From mboxrd@z Thu Jan  1 00:00:00 1970
Return-Path: <linux-kernel-owner@vger.kernel.org>
Received: (majordomo@vger.kernel.org) by vger.kernel.org via listexpand
	id S1754360Ab3GJLA1 (ORCPT <rfc822;w@1wt.eu>);
	Wed, 10 Jul 2013 07:00:27 -0400
Received: from e06smtp10.uk.ibm.com ([195.75.94.106]:45085 "EHLO
	e06smtp10.uk.ibm.com" rhost-flags-OK-OK-OK-OK) by vger.kernel.org
	with ESMTP id S1753617Ab3GJLA0 (ORCPT
	<rfc822;linux-kernel@vger.kernel.org>);
	Wed, 10 Jul 2013 07:00:26 -0400
Date: Wed, 10 Jul 2013 13:00:17 +0200
From: Michael Holzheu <holzheu@linux.vnet.ibm.com>
To: HATAYAMA Daisuke <d.hatayama@jp.fujitsu.com>
Cc: Vivek Goyal <vgoyal@redhat.com>,
        Martin Schwidefsky <schwidefsky@de.ibm.com>, kexec@lists.infradead.org,
        Heiko Carstens <heiko.carstens@de.ibm.com>,
        Jan Willeke <willeke@de.ibm.com>, linux-kernel@vger.kernel.org
Subject: Re: [PATCH v6 3/5] vmcore: Introduce remap_oldmem_pfn_range()
Message-ID: <20130710130017.468e0bdf@holzheu>
In-Reply-To: <51DD2E5A.1030200@jp.fujitsu.com>
References: <1372707159-10425-1-git-send-email-holzheu@linux.vnet.ibm.com>
	<1372707159-10425-4-git-send-email-holzheu@linux.vnet.ibm.com>
	<51DA4ED9.60903@jp.fujitsu.com>
	<20130708112839.498ccfc6@holzheu>
	<20130708142826.GA9094@redhat.com>
	<51DBA47C.8090708@jp.fujitsu.com>
	<20130710104252.479a0f92@holzheu>
	<51DD2E5A.1030200@jp.fujitsu.com>
Organization: IBM
X-Mailer: Claws Mail 3.8.0 (GTK+ 2.24.10; i686-pc-linux-gnu)
Mime-Version: 1.0
Content-Type: text/plain; charset=US-ASCII
Content-Transfer-Encoding: 7bit
X-TM-AS-MML: No
X-Content-Scanned: Fidelis XPS MAILER
x-cbid: 13071010-4966-0000-0000-0000063FB388
Sender: linux-kernel-owner@vger.kernel.org
List-ID: <linux-kernel.vger.kernel.org>
X-Mailing-List: linux-kernel@vger.kernel.org

On Wed, 10 Jul 2013 18:50:18 +0900
HATAYAMA Daisuke <d.hatayama@jp.fujitsu.com> wrote:

[snip]

> (2013/07/10 17:42), Michael Holzheu wrote:
> > My suggestion is to add the WARN_ONCE() for #ifndef CONFIG_S390. This has the same
> > effect as your suggestion for all architectures besides of s390. And for s390 we
> > take the risk that a programming error would result in poor /proc/vmcore
> > performance.
> >
> 
> If you want to avoid looking up vmcore_list that takes linear time w.r.t. the number
> of the elements, you can still calculate the range of offsets in /proc/vmcore
> corresponding to HSA during /proc/vmcore initialization.
> 
> Also, could you tell me how often and how much the HSA region is during crash dumping?
> I guess the read to HSA is done mainly during early part of crash dumping process only.
> According to the code, it appears at most 64MiB only. Then, I feel performance is not
> a big issue.

Currently it is 32 MiB and normally it is read only once.

> 
> Also, cost of WARN_ONCE() is one memory access only in the 2nd and later calls. I don't
> think it too much overhead...

I was more concerned about in_valid_fault_range(). But I was most concerned the additional
interface that introduces more complexity to the code. And that just to implement a
sanity check that in our opinion we don't really need.

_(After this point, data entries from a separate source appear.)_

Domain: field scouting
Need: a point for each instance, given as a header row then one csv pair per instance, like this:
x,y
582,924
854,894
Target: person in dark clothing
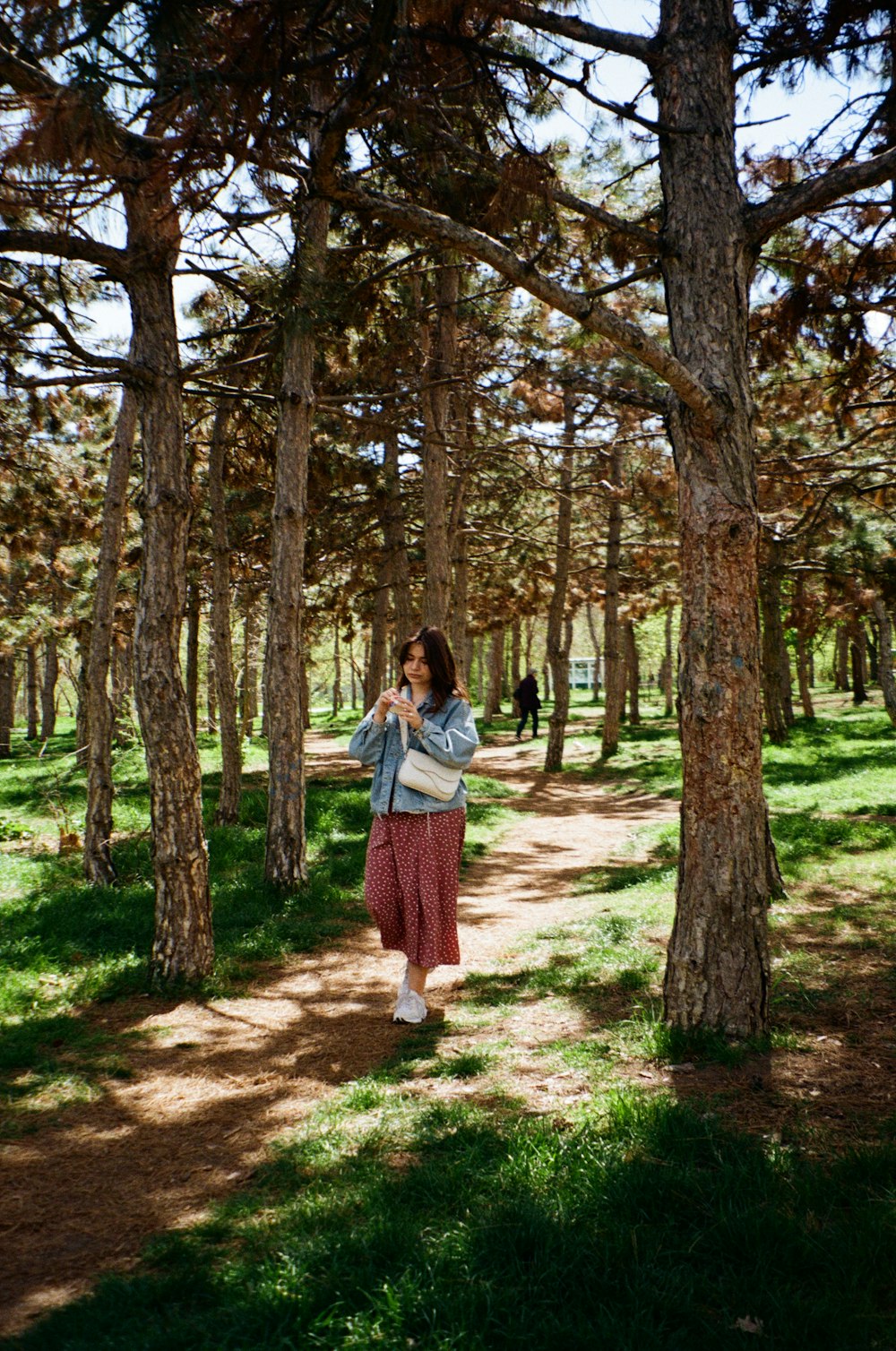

And what makes it even worse:

With the current patch series this check is only relevant for s390 :-)

> 
> > So, at least for this patch series I would implement the fault handler as follows:
> >
> > static int mmap_vmcore_fault(struct vm_area_struct *vma, struct vm_fault *vmf)
> > {
> > ...
> >          char *buf;
> >          int rc;
> >
> > #ifndef CONFIG_S390
> >          WARN_ONCE(1, "vmcore: Unexpected call of mmap_vmcore_fault()");
> > #endif
> >          page = find_or_create_page(mapping, index, GFP_KERNEL);
> >
> > At this point I have to tell you that we plan another vmcore patch series where
> > the fault handler might be called also for other architectures. But I think we
> > should *then* discuss your issue again.
> >
> 
> Could you explain the plan in more detail? Or I cannot review correctly since I don't
> know whether there's really usecase of this generic fault handler for other
> architectures.
> This is the issue for architectures other than s390, not mine; now we
> don't need it at all.

I would have preferred to do the things one after the other. Otherwise I fear
that this discussion will never come to an end. This patch series is needed
to get zfcpdump running with /proc/vmcore. And for that reason the patch series
makes sense for itself.

But FYI:

The other patch series deals with the problem that we have additional
information for s390 that we want to include in /proc/vmcore. We have a one
byte storage key per memory page. This storage keys are stored in the
s390 firmware and can be read using a s390 specific machine instruction.
We plan to put that information into the ELF notes section. For a 1 TiB
dump we will have 256 MiB storage keys.

Currently the notes section is preallocated in vmcore.c. Because we do
not want to preallocate so much memory we would like to read the notes
section on demand. Similar to the HSA memory for zfcpdump. To get this
work with your mmap code, we would then also use the fault handler to
get the notes sections on demand. Our current patch does this for all
notes and therefore also the other architectures would then use the
fault handler.

One advantage for the common code is that no additional memory has
to be allocated for the notes buffer.

The storage key patch series is currently not final because it depends
on the zfcpdump patch series. 

Michael


From mboxrd@z Thu Jan  1 00:00:00 1970
Return-path: <kexec-bounces+dwmw2=twosheds.infradead.org@lists.infradead.org>
Received: from e06smtp17.uk.ibm.com ([195.75.94.113])
 by merlin.infradead.org with esmtps (Exim 4.80.1 #2 (Red Hat Linux))
 id 1Uws8e-0000a4-FR
 for kexec@lists.infradead.org; Wed, 10 Jul 2013 11:00:49 +0000
Received: from /spool/local
 by e06smtp17.uk.ibm.com with IBM ESMTP SMTP Gateway: Authorized Use Only!
 Violators will be prosecuted
 for <kexec@lists.infradead.org> from <holzheu@linux.vnet.ibm.com>;
 Wed, 10 Jul 2013 11:56:12 +0100
Received: from b06cxnps4075.portsmouth.uk.ibm.com
 (d06relay12.portsmouth.uk.ibm.com [9.149.109.197])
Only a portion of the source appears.